Although specific embodiments have been illustrated and described herein, it will be appreciated by those of ordinary skill in the art that any arrangement that achieve the same purpose, structure, or function may be substituted for the specific embodiments shown. This application is intended to cover any adaptations or variations of the example embodiments of the invention described herein. It is intended that this invention be limited only by the claims, and the full scope of equivalents thereof.

Claims

1. A vector processor, comprising:

a bit matrix compare instruction, operable to calculate a bit matrix compare function between an array and a matrix.

2. The vector processor of claim 1, wherein the bit matrix compare instruction is a vector bit matrix compare instruction, operable to calculate a vector bit matrix compare function between two matrices.

3. The vector processor of claim 2, wherein the vector bit matrix compare instruction is implemented via a bit matrix compare functional unit in the processor.

4. The vector processor of claim 1, wherein the vector processor further comprises at least one bit matrix register.

5. The vector processor of claim 1, wherein the bit matrix compare instruction is implemented via a bit matrix compare functional unit in the processor.

6. The vector processor of claim 1, wherein the bit matrix compare instruction generates result data that is derived from OR operations on a series of AND operations, the series of AND operations performed on sequential elements of rows, columns, or arrays being bit matrix compared.

7. A method of operating a computer, comprising:

executing a bit matrix compare instruction, operable to calculate a bit matrix compare function between an array and a matrix.

8. The method of operating a computer of claim 7, wherein the bit matrix compare instruction is a vector bit matrix compare instruction, operable to calculate a vector bit matrix compare function between two matrices.

9. The method of operating a computer of claim 8, wherein the vector bit matrix compare instruction is implemented via a bit matrix compare functional unit in the processor.

10. The method of operating a computer of claim 1, wherein the vector processor further comprises at least one bit matrix register.

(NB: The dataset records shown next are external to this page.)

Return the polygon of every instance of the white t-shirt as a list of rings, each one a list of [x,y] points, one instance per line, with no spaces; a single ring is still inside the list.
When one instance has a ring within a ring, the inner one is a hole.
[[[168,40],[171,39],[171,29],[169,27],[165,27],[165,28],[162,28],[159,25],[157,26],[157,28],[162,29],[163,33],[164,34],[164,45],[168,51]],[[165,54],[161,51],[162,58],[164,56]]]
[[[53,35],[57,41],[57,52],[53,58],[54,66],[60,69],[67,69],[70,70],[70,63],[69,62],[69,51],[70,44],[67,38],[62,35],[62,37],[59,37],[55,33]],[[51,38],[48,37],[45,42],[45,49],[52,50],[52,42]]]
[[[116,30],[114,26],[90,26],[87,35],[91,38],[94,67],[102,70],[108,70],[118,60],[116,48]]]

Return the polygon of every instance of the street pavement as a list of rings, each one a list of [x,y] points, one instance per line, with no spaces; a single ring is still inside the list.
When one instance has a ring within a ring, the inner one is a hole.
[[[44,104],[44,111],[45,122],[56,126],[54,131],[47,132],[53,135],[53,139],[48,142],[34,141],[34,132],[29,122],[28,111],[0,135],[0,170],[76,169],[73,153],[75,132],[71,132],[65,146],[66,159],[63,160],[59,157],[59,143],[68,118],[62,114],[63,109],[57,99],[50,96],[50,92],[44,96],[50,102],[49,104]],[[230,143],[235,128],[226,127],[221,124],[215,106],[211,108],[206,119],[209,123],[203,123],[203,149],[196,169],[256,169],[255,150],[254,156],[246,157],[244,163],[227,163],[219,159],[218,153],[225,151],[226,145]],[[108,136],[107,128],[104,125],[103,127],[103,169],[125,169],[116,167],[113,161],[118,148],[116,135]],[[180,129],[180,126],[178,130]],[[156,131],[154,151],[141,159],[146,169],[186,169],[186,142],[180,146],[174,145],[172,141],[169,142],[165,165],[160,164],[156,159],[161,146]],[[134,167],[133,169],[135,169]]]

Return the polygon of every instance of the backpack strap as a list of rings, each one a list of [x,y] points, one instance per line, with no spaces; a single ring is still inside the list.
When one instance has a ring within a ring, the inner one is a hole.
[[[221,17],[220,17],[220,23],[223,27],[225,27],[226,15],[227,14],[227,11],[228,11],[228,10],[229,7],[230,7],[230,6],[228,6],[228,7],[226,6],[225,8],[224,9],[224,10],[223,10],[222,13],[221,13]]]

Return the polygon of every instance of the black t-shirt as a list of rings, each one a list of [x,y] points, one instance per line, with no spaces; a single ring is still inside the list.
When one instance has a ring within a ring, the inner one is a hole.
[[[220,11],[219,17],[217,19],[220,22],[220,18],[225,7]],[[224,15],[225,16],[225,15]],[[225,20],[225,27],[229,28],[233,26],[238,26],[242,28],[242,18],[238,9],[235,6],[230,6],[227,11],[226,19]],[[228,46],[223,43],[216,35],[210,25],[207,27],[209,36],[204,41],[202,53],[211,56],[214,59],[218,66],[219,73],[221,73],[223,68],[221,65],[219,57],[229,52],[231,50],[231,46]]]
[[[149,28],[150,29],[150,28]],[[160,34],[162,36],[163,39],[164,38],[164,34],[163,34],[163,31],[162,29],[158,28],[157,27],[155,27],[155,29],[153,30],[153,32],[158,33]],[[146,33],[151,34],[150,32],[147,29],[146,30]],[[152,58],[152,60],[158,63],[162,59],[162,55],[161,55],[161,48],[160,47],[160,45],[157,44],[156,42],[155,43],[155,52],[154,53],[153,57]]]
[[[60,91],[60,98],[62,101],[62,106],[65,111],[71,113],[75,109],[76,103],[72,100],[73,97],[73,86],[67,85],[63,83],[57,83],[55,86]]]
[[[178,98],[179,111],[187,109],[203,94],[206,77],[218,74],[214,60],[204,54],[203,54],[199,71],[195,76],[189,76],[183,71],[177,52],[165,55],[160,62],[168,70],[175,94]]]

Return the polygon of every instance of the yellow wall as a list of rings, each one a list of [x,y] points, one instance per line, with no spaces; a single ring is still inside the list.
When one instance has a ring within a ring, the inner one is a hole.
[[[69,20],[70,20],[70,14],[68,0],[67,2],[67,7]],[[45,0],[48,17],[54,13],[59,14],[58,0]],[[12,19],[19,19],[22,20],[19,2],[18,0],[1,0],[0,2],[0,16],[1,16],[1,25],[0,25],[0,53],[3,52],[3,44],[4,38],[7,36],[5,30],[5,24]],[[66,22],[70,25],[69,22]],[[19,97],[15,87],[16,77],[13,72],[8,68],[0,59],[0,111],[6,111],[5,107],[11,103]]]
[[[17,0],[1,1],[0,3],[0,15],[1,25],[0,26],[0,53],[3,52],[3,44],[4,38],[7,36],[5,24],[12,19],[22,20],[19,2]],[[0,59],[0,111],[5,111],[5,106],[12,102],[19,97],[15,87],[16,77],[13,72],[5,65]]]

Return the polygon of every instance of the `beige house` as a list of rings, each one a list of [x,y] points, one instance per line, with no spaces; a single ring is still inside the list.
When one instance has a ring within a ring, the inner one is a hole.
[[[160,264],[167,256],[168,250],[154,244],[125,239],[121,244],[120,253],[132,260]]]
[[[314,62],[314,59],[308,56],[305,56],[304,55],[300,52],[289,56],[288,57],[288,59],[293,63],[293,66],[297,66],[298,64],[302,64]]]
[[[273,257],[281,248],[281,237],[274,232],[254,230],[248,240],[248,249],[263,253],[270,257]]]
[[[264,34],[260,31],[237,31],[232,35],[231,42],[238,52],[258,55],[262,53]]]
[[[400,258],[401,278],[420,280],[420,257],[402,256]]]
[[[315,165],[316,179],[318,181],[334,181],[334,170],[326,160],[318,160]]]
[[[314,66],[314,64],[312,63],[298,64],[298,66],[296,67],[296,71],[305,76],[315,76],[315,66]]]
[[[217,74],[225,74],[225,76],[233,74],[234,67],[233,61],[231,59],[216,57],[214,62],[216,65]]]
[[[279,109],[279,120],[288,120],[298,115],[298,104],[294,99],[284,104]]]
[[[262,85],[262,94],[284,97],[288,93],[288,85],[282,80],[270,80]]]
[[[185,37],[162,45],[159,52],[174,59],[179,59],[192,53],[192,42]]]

11. The method of operating a computer of claim 1, wherein the bit matrix compare instruction is implemented via a bit matrix compare functional unit in the processor.

12. The method of operating a computer of claim 1, wherein the bit matrix compare instruction generates result data that is derived from OR operations on a series of AND operations, the series of AND operations performed on sequential elements of rows, columns, or arrays being bit matrix compared.

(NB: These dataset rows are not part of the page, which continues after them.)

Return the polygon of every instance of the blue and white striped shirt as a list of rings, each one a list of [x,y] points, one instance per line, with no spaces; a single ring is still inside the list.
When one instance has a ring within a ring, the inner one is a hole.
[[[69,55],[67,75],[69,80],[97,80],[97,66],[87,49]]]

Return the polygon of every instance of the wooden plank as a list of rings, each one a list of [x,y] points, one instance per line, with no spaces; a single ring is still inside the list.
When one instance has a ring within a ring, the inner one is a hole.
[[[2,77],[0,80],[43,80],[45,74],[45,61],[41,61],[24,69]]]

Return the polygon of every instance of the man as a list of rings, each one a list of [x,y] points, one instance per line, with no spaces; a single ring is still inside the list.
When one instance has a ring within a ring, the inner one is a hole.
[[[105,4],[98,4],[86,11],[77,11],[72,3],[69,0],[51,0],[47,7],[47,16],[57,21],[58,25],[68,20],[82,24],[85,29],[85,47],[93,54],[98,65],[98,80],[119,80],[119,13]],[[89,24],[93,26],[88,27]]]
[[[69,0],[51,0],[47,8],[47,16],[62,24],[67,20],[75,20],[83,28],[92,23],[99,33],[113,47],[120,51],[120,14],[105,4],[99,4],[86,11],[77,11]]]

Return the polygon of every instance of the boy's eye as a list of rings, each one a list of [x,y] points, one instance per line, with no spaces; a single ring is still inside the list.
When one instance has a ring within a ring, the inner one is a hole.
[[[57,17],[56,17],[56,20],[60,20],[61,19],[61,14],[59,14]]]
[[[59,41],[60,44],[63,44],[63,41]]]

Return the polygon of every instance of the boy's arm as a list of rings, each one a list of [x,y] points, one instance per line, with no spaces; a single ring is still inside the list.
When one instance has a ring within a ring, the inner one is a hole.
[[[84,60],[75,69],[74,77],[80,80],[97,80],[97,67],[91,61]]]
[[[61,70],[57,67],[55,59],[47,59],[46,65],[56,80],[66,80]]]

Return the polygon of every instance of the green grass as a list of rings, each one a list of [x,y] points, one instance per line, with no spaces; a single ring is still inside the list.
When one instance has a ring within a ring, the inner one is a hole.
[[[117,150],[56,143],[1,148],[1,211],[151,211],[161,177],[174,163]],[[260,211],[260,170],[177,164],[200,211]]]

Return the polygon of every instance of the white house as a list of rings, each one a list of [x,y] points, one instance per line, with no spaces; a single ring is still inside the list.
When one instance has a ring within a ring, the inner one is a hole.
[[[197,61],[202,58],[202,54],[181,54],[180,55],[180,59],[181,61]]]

13. A computerized system, comprising:

14. The computerized system of claim 1, wherein the bit matrix compare instruction is a vector bit matrix compare instruction, operable to calculate a vector bit matrix compare function between two matrices.

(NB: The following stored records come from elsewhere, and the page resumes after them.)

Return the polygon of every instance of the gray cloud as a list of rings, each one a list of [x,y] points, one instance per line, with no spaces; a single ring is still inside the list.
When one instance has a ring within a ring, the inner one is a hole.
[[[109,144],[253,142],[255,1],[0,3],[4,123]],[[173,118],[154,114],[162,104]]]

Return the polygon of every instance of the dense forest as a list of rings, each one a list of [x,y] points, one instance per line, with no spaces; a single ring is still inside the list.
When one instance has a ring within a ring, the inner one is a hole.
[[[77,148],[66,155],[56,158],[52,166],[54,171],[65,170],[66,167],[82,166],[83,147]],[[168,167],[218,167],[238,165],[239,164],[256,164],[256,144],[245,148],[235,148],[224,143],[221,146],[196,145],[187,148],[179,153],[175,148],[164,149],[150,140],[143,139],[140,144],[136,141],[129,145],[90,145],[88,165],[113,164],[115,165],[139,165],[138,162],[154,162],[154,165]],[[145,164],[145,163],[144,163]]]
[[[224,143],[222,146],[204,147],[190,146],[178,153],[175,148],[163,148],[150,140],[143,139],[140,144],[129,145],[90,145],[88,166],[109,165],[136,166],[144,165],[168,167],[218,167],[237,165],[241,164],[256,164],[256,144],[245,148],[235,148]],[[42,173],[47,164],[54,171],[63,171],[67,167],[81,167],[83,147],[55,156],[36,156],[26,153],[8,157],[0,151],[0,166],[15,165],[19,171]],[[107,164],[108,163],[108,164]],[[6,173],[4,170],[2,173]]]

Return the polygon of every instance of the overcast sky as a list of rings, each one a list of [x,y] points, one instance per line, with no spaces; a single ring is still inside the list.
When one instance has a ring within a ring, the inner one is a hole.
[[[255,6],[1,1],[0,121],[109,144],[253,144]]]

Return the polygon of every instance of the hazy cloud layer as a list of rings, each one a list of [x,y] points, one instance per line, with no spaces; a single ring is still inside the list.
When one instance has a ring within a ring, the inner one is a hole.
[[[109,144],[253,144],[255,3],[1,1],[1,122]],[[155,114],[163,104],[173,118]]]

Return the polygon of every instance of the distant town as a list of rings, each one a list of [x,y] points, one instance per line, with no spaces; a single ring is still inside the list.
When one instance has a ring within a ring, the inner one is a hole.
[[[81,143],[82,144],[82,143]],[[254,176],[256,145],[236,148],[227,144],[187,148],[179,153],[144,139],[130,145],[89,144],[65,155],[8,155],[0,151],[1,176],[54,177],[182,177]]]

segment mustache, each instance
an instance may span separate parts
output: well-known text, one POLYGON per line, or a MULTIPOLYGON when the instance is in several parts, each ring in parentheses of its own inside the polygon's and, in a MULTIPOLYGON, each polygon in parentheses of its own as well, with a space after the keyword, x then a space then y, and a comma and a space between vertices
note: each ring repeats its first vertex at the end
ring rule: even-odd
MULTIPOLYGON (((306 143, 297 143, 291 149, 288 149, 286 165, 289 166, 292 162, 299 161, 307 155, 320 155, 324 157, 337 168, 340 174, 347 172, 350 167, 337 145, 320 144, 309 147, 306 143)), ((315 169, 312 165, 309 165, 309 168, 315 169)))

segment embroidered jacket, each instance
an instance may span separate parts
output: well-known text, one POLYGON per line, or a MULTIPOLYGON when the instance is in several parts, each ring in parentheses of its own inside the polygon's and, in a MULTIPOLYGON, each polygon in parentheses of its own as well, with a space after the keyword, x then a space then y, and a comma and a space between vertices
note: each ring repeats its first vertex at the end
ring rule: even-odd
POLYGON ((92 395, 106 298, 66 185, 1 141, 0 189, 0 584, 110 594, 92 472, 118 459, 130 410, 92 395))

15. The computerized system of claim 14, wherein the vector bit matrix compare instruction is implemented via a bit matrix compare functional unit in the processor.

16. The computerized system of claim 1, wherein the vector processor further comprises at least one bit matrix register.

17. The computerized system of claim 1, wherein the bit matrix compare instruction is implemented via a bit matrix compare functional unit in the processor.

18. The computerized system of claim 1, wherein the bit matrix compare instruction generates result data that is derived from OR operations on a series of AND operations, the series of AND operations performed on sequential elements of rows, columns, or arrays being bit matrix compared.

19. A vector processor, comprising:

a vector bit matrix compare instruction, operable to calculate a bit matrix compare function between a first matrix and a second matrix.